Australia was the ninth largest banking sector in 2007
The recent strong relative performance of Australian banks has been the latest chapter of a five-year story. Indeed in October 2007, Australia had the world’s ninth largest banking sector by market capitalisation (after China, US, UK, Japan, Italy, Spain, France and Canada). However, the resilience of Australian banks impressed many global investors, coming through the GFC relatively unscathed while many of their global peers failed or else were nationalised.
… but they are the third largest now
Today, Australia has a banking sector that is the world’s third largest; larger than every single European country smaller in size only to the US and China (see Table 1). That places Australian banks ten places higher than the country’s position in terms of annual economic output (ranked 13th at the end of 2011, but it should overtake Spain in 2012) and 48 places above its status in the global population stakes. More importantly, Australia is one out of only two countries in the table below, where the banks’ market capitalisation has actually increased in dollar terms since 2007 (the other is Canada); Australia’s big four banks are now all in the world’s top 20, whereas in 2007 none of them were.
Table 1: Capitalisation of global banks by country ($US billions)
Source: UBS Australia Limited as at 10 August 2012.
The elevation has had many drivers
With Australian banks collectively having higher capitalisation than traditional financial hubs such as London, Spain, Hong Kong and Tokyo, investors may question what underpinned their rise. The result partly reflects the woes in other financial regions, the relative strength of the Australian financial system and the Australian economy (with no recession in 22 years), along with the more conservative lending standards of Australian banks and their different operating models. Although traditional credit growth is at historically low levels, the banks have a dominant position in Australia’s large pension fund market, which is the fourth largest in the world by assets under management. They have also diversified their global funding risk, by raising their funding from local deposits.

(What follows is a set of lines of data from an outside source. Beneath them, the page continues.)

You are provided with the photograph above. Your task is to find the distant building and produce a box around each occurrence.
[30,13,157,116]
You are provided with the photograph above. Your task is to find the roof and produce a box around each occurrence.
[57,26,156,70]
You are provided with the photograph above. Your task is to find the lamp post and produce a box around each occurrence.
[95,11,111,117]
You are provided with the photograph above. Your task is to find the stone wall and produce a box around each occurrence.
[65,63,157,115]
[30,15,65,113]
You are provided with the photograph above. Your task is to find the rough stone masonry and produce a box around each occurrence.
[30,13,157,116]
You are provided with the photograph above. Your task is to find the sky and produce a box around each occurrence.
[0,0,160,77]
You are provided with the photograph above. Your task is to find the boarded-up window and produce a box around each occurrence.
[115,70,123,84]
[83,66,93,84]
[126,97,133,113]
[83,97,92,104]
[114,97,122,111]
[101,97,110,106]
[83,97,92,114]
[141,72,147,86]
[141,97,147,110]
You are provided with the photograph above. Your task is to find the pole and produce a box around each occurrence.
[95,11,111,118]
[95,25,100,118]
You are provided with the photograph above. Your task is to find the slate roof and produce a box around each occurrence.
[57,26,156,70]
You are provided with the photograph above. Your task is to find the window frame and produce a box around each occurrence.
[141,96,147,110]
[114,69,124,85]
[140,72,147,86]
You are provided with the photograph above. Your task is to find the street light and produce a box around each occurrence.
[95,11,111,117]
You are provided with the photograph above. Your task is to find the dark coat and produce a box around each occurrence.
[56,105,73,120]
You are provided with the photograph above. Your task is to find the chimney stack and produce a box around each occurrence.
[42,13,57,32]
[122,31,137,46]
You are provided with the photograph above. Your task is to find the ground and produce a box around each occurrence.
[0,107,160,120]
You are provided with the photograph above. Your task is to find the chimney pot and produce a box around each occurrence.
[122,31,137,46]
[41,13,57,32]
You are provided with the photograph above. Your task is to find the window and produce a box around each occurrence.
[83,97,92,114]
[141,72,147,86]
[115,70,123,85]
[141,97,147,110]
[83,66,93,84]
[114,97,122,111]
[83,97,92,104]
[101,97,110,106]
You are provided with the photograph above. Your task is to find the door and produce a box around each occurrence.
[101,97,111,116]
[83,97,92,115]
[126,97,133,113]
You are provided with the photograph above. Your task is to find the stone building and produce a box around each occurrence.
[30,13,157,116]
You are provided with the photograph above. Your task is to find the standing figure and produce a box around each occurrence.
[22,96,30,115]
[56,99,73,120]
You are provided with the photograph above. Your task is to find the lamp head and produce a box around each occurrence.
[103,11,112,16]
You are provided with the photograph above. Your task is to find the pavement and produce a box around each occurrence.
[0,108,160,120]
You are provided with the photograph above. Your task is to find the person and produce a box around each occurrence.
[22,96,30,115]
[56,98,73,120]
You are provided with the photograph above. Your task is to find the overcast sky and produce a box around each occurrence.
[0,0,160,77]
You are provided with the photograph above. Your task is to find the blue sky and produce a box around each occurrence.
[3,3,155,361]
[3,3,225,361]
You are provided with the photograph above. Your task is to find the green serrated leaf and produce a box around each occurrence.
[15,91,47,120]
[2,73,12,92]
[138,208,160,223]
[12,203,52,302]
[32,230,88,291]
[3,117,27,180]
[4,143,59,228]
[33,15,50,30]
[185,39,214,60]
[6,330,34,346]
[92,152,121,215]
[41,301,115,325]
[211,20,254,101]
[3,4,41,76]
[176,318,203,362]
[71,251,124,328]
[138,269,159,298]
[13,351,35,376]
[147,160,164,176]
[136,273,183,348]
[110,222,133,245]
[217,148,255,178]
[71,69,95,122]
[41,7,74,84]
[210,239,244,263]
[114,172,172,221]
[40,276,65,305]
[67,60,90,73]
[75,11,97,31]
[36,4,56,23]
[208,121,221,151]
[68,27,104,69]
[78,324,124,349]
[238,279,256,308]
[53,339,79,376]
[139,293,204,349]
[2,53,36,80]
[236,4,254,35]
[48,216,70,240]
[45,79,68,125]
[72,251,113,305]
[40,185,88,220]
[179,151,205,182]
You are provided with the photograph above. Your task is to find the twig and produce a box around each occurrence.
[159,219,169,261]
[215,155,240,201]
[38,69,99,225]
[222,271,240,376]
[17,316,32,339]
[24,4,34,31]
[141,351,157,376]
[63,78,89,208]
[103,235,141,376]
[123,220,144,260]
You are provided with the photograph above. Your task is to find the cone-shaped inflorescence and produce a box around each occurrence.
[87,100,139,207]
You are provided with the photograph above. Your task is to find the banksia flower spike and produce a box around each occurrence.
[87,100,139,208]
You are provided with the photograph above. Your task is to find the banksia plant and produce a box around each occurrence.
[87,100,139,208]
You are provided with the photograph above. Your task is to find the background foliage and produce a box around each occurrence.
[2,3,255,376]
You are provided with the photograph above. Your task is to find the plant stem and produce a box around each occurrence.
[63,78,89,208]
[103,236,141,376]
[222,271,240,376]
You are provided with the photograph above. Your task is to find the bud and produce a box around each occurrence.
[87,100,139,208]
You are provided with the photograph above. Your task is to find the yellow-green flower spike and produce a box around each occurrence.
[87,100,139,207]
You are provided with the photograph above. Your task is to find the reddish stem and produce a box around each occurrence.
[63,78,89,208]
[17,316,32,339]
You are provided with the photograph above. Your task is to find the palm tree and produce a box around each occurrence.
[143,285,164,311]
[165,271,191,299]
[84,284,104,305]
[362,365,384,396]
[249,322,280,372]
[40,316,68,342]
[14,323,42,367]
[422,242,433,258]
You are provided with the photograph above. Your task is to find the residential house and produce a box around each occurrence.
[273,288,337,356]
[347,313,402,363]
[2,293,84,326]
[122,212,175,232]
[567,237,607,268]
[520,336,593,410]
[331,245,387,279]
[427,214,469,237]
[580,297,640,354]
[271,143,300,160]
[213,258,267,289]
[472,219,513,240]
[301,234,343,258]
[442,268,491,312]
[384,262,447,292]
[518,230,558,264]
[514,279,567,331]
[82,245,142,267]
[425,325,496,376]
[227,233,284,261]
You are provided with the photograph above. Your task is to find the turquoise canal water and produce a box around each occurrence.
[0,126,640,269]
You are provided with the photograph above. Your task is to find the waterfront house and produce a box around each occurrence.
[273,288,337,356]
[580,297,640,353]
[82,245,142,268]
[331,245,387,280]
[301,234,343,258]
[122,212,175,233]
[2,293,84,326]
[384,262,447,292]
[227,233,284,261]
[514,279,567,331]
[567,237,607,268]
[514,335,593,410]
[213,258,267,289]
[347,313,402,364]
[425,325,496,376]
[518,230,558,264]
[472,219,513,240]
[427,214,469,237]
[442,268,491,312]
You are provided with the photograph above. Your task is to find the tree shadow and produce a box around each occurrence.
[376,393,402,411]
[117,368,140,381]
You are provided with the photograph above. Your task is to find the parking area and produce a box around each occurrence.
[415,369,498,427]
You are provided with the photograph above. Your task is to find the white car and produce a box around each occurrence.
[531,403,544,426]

Another reason for the outperformance might be the Australian dollar’s rise against other global currencies since 2008, but Australian banks are also highly capitalised and as such, possess higher payout ratios than many of their global peers and have a strong track record of dividend increases. For example, the Commonwealth Bank of Australia, the largest of the Australian banks, just announced a dividend increase – it’s 19th out of the past 20 years.
Earnings and valuation risks are never far away
All investments attract risk, but with a dividend yield of around 6%, Australian banks appear to be a low-risk high-yielding investment relative to their global peers. The key risks to earnings remains to have continued pressure on interest rate margins, low credit growth and a cyclically low ‘bad and doubtful debts’ charge. If the Australian unemployment rate (currently 5.2%) began to rise, this charge could place some pressure on Australian banks $US1 trillion lending book. However, Australia has significant traditional policy ammunition left to fight higher unemployment, with low government debt and relatively high official domestic interest rates (currently 3.5%) that can be utilised. With Australian bank’s modest earnings growth at this stage of the economic cycle, their fast run-up in share prices over the past year could culminate in valuation risk. Indeed, valuations appear stretched relative to their peers, history and the book value of assets.
… but global risks are more prominent and all banks are exposed
With the Australian economy growing at a pace above trend (at around 4% in in the first half of 2012), it is more likely that risks to bank share prices would emanate from global sources such as Europe, China and the US. In that sense, all banks are ultimately exposed, not just the ones with stretched valuations. At Perpetual, we continue to search for companies with strong balance sheets, which have good operating models that generate surplus cash-flow and that have boards and management that know how to invest capital wisely. These types of companies create wealth for shareholders over the long-term and the current environment is no exception to this rule.